Oyunun yazarı Nutku, aynı zamanda yönettiği oyunda, Zafer Diper’in canlandırdığı Oscar adlı yaşlı oyuncunun kulisinde geçen birkaç saate birkaç oyundan bölümler sığdırmış. Yaşamı boyunca Shakespeare oyunlarından birinde başrol oynamayı hayal eden Oscar, vodvillerle yetinmek zorunda kalmıştır.


Tiyatro uğruna gençlik aşkı Lisa’dan uzaklaşan Oscar, tiyatroda da bulmayı umduğu büyülü dünyaya kavuşamamıştır. Lisa’ya erişememekten duyduğu özlem, yıllar yılı tutkusunu daha da körüklemiştir.

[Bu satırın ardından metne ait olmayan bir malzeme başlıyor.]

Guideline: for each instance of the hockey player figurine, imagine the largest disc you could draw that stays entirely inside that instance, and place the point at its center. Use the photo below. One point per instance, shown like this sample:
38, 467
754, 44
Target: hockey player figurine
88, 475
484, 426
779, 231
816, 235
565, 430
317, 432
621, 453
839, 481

Oscar’ın yüreğinin bir yerinde hala sakladığı heyecanlarını, umutlarını, özlemlerini, kalbinin derinlerine hapsettiği aşkını, tutkularını, istemeyerek yaşamaya göz yumduğu hayatın yansımasını gözlerinde okuduğumuz, sesinde hissettiğimiz Zafer Diper, bir yıllık çalışmanın, emeğin ürününü sahnede sergiliyor. Diper’in abartı girdabına sürüklemeden, çizgisini taklide çevirmeden canlandırdığı onun üzerinde karakter, birer birer sahneye çıkıyor.


Bizim Tiyatro’nun yerleşik bir düzene sahip olmaması kendileri için büyük bir problem teşkil etse de Türkiye’nin dört bir yanında yaşayan sanatseverler için büyük bir şans. Zira Diper ve ekibi, yılın büyük bir bölümünü turnede geçiriyor. Anadolu’nun her yerine sanatıyla ulaşabiliyor.


Bağımsız tiyatro, özellikle içinde bulunduğumuz ortamda ihtiyaç duyduğumuz toplumsal dinamolardan bir tanesi. Takipçisi olarak bu bağımsızlığın sürdürülebilir kılınması sanatsever olarak bizim elimizde.